Dept.: Professor, Department of Biological Structure; Adjunct, Department of Genome Sciences; Adjunct, Department of Biology
Neuroscience Focus Groups: Cell and Molecular Neuroscience, Developmental Neuroscience,
Hair cells of the inner transduce mechanical stimui to electrical signals transmitted to the brain. Hair cells of the auditory organs respond to sound stimuli for hearing perception; those in the vestibular organs respond to gravity and head movements for perception of balance. Hair cells are so named because they have actin-rich protrusions, stereocilia, at their apical end. Displacement of stereocilia opens ion channels resulting in depolarization and release of transmitter from synapses at the basal end of the cell to terminals of innervating afferent nerves. Damage and loss of hair cells are leading causes of hearing and balance disorders, which affect over 40 million people in the US. Hair cells are susceptible to environmental insults, including noise, chemical exposure and accumulated damage during aging. Genetic disorders are common, affecting more than 1:500 children. Hair cell loss in humans is irreversible.
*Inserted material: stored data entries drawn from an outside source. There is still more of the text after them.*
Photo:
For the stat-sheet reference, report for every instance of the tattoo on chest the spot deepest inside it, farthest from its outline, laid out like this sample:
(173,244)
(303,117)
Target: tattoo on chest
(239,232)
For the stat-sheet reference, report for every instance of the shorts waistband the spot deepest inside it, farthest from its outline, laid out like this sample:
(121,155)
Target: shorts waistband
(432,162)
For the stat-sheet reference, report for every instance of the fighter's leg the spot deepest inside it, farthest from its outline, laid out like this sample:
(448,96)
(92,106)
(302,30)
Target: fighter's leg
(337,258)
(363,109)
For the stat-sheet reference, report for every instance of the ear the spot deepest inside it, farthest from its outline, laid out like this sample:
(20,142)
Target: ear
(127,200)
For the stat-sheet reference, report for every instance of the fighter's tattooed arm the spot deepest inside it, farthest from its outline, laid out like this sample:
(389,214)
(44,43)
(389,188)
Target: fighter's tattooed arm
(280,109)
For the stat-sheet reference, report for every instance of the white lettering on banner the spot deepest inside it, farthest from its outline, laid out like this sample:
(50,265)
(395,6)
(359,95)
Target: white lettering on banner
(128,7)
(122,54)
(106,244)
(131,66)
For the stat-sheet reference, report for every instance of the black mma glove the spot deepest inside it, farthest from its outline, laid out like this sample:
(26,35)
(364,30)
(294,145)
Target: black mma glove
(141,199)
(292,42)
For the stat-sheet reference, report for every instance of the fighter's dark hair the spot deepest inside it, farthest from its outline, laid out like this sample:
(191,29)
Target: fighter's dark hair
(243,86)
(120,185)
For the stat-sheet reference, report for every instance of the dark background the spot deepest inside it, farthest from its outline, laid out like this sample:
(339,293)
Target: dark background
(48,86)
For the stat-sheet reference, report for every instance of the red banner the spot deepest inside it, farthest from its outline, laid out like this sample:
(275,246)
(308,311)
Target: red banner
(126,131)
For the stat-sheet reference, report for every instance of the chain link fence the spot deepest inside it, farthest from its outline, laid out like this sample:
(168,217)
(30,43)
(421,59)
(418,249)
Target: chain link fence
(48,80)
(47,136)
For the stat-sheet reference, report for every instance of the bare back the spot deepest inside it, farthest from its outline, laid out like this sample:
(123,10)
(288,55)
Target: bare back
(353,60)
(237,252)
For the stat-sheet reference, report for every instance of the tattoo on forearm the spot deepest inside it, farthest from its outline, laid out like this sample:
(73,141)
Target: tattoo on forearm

We use the zebrafish lateral line system to study hair cells. Like those of the inner ear, lateral line hair cells respond to fluid movement and synapse with afferent neurons. However as they are located on the body surface they are readily accessible for visualization and manipulation. In contrast to humans, zebrafish regenerate their hair cells from a dedicated pool of precursors. We use genetic manipulation such as CRISPR and in vivo imaging using encoded fluorescent reporters to study hair cell development, death and regeneration. Our studies are leading to therapeutic approaches to prevent hair cell damage and potentially restore function.